Así pues, me he convertido en una especie de portadocumentos para
vuestro antiguo camarada.
—Hombre,
nadie lo ve así. Es evidente que eres muchísimo más que...
—Y
ahora revisaréis el resto de mis pinturas para ver si esconden más
mensajes.
—No
es descabellado suponer que la jugada se ha repetido en...
—Y
los destruiréis también.
—Leonardo
—Navekhen suspiró—, te doy mi palabra de que vapulearé a los
ingenieros para que discurran otros métodos. Si hubiese dependido de
nosotros, habríamos tratado de salvar tu obra.
—Dependía
de Draadan. —Neudan volvió su mirada acusadora contra el aludido—.

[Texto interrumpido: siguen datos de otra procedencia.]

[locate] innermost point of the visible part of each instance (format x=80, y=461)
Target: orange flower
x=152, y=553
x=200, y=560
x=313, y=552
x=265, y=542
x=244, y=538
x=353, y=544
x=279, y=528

Él estaba con ellos mientras realizaban el examen, ni a Navekhen ni
a mí nos lo permitieron. Él podría haber hecho algo.
—Neudan-mekk,
no saltes a conclusiones precipitadas. Estoy seguro de que nuestro
colega ya les ha echado un rapapolvo.
Draadan
no se molestó en defenderse. En su lugar, enfrentó los iris
celestes del pintor y musitó:
—Considéralo
un encargo entregado. Se te pagará el dinero que pidas por el
cuadro.
—No...
quiero... ¡tu dinero! No por un trabajo que, evidentemente, no
aprecias en lo más mínimo, puesto que con tanta ligereza te
deshaces de él.
Por
una vez, Leonardo no quiso controlar su frustración. Si le vedaban
el cielo, el conocimiento, la posteridad, ¿qué le quedaba? Unos
ojos de ámbar muerto y una vida encerrada en una cápsula. La vio
desfilar ante sus ojos, tan brillante y tan alta, tan prometedora y
tan inalcanzable. Sintió vértigo, se desesperó, experimentó el
vacío de la caída.
El
estallido se diluyó como el pigmento en el agua.
—Haced
lo que debáis. Yo haré lo que pueda.
Recuperó
su pluma y retomó los diseños en los que su cerebro se había
volcado antes de la visita: una prensa tipográfica; un ingenio que,
por medio de ventosas, trepaba por una superficie inclinada y
aspiraba la suciedad; el ala de un pájaro; un perfil de ángel. En
un margen de una hoja esbozó una nueva idea, un rayo de luz que
penetraba a través de una superficie opaca y revelaba su densidad
gracias a las sutiles diferencias de color. Los otros no abrieron la
boca ni se movieron, excepto Draadan, quien esperó a que los dibujos
estuviesen completos para arrebatárselos de las manos. Al final
pareció reconsiderarlo, capturó una imagen de ellos con su visor y
se los devolvió a su propietario antes de marcharse. Leonardo
continuó, impertérrito, con sus apuntes.
Toma
tu desespero, dilúyelo y úsalo para pintar tu futuro,
pensó. Si
destruyen tu creación, pinta otra, y otra, hasta que te quedes sin
pintura, tinta o sanguina. Y entonces usa tu sangre.
Así
debía ser.
***
A
principios de 1483 Leonardo se alojaba en la parroquia de San
Vincenzo in Prato, embarcado en la importante comisión que había
recibido junto con los hermanos de Predis. Sus clientes, los miembros
de la Confraternidad de la Inmaculada Concepción, deseaban un
retablo para adornar su capilla, un coro de ángeles en torno a las
figuras de la Virgen y el niño Jesús. El maestro abrigaba sus
propias ideas sobre el trabajo, y muchos le preguntaron por qué el
coro se había reducido a uno solo, acompañado del joven San Juan
Bautista. Por suerte, su versión obtuvo el visto bueno. Le resultaba
complicado explicar los motivos que lo impulsaban; por lo que a él
respectaba, era más sencillo aceptarlos sin hacerse preguntas.
Vivía
en el ducado más importante de la península, era un artista de
prestigio y su fama se extendía. No tenía sentido recluirse cuando
en la ciudad y en los salones de Sforza había personalidades
interesantes con las que compartir ideas y a las que impresionar. Y
así lo hacía, empezado por su vestimenta: cortas túnicas rosadas,
abrigos forrados de piel, botas de cuero de Córdoba, bandas de oro
en los dedos... Prendas más adecuadas para un muchacho que para el
hombre de treinta y un años que era, el hombre maduro cuya
apariencia reconstruida percibían todos los humanos al mirarlo. Y,
sin embargo... Cuando se asomaba al espejo, la pulida superficie
siempre le devolvía el rostro de veinte años detenido en el tiempo.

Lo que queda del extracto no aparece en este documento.